Freshman Thomas Rietz, a residence hall council (RHC) member who resides in Corcoran Hall, was the first to imagine a petition for better nutrition labels. Rietz said it all started with a simple offhand comment made during a conversation with one of his residents. Within a couple of days, the petition garnered more than 250 signatures.
Rietz and his supporters want to see calorie counts next to items on student center menus so students can be more informed about what they eat. Although nutrition information is posted in the student center, it is presented as a large spreadsheet that many find difficult to use.

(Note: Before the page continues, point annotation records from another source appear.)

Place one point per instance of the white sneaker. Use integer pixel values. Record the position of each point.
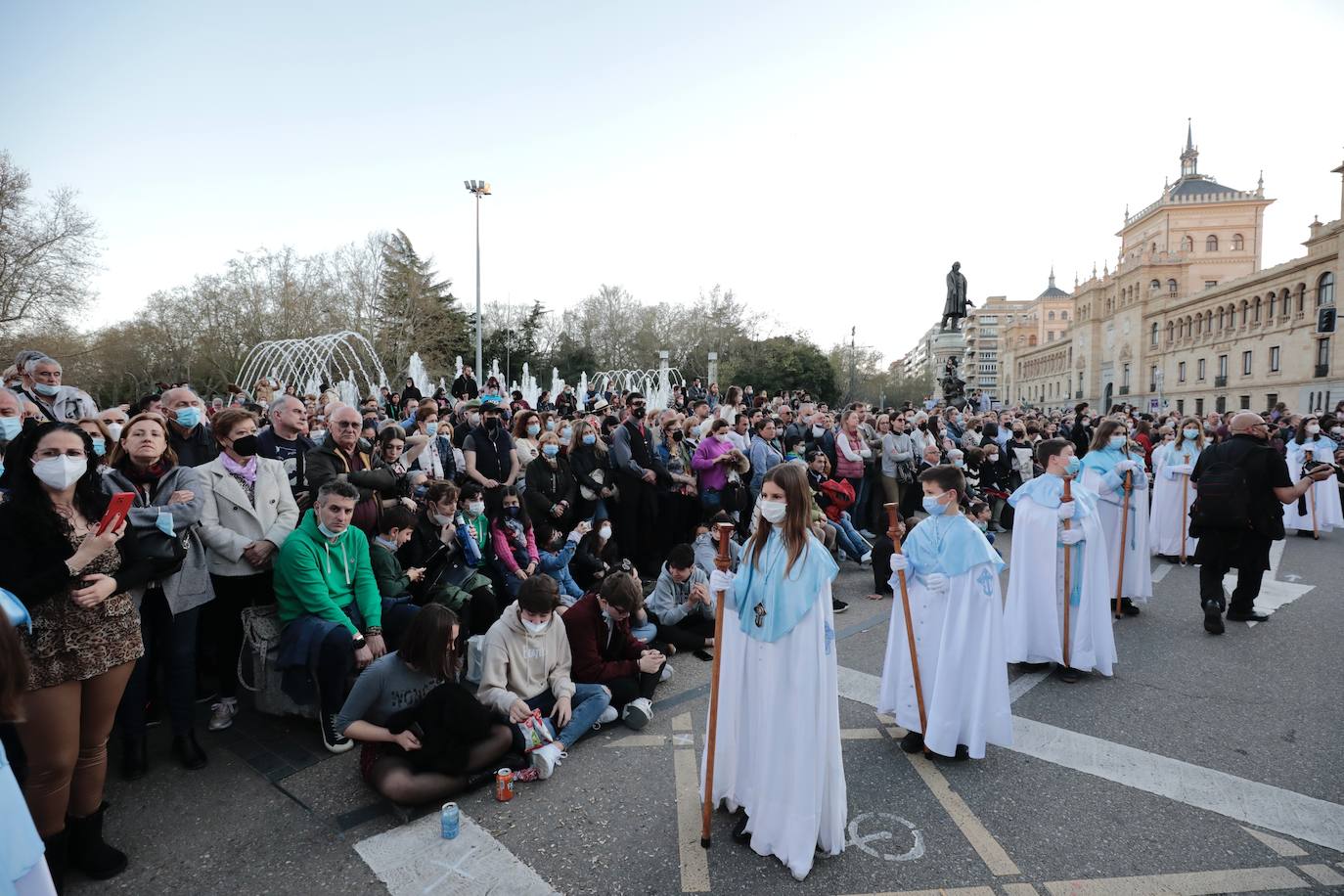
(546, 759)
(637, 713)
(222, 713)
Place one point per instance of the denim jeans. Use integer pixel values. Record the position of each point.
(588, 705)
(848, 538)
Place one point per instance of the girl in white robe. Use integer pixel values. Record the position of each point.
(1105, 465)
(1034, 614)
(956, 610)
(777, 739)
(1326, 493)
(1174, 493)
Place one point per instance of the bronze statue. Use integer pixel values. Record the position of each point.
(957, 302)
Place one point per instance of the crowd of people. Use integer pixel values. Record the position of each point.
(467, 582)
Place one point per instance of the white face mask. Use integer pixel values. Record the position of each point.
(773, 512)
(62, 471)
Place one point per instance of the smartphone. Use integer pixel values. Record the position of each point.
(117, 511)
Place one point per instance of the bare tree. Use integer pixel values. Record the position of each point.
(47, 251)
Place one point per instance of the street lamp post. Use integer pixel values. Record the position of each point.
(477, 188)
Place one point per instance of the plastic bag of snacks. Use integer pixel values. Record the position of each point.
(536, 734)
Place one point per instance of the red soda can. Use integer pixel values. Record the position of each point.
(503, 784)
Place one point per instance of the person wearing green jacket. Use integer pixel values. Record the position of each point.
(328, 601)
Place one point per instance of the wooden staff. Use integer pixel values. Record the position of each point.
(1185, 493)
(1124, 532)
(910, 630)
(1069, 557)
(1311, 501)
(722, 561)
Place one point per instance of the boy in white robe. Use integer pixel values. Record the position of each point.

“If you go to Ranch (a restaurant in the Lincoln Park student center), there’s going to be a stand there with this gigantic sheet of all the calories and every single item from lettuce to beans and pork,” Rietz said.
Rietz said students would have to use a calculator to figure how many calories are in a meal.
“If they provided the calorie count on the menu, then you would know ‘this is 400 calories,’” Rietz said. “It would be a lot easier for students, especially in between classes to figure out how to eat healthy on the go.”
Such calorie counts have shown up on the menus of popular establishments such as McDonald’s and Chipotle in the past few years as mandated by a provision in the Affordable Care Act. According to the law, institutions with more than 20 locations are required to post their nutritional information.
But there are ways around this provision and Chartwells may not have to provide that information, Rietz said. But the goal was to “push Chartwells in the direction where they can provide that information regardless of what the FDA regulation loophole allows for.”
After the petition gained steam, Rietz was contacted by officials from the student center and Chartwells for a meeting where they discussed these issues. Rietz said it went well.
“We had a really good discussion,” Rietz said. “And it focused on me trying to convey ‘this is what students want,’ and them trying to convey ‘this is what we can do, this is what we’re trying to do.’ I brought up a couple of important problems that I personally found, and a few students brought up.”
On DePaul’s dining website, nutrition information is posted along with tips for students seeking to have a healthy diet. Rietz believes that easier access would better serve students.
The movement does not currently plan to become an actual student organization, but will seek to use existing structures such as the Student Government Association and RHC to achieve change.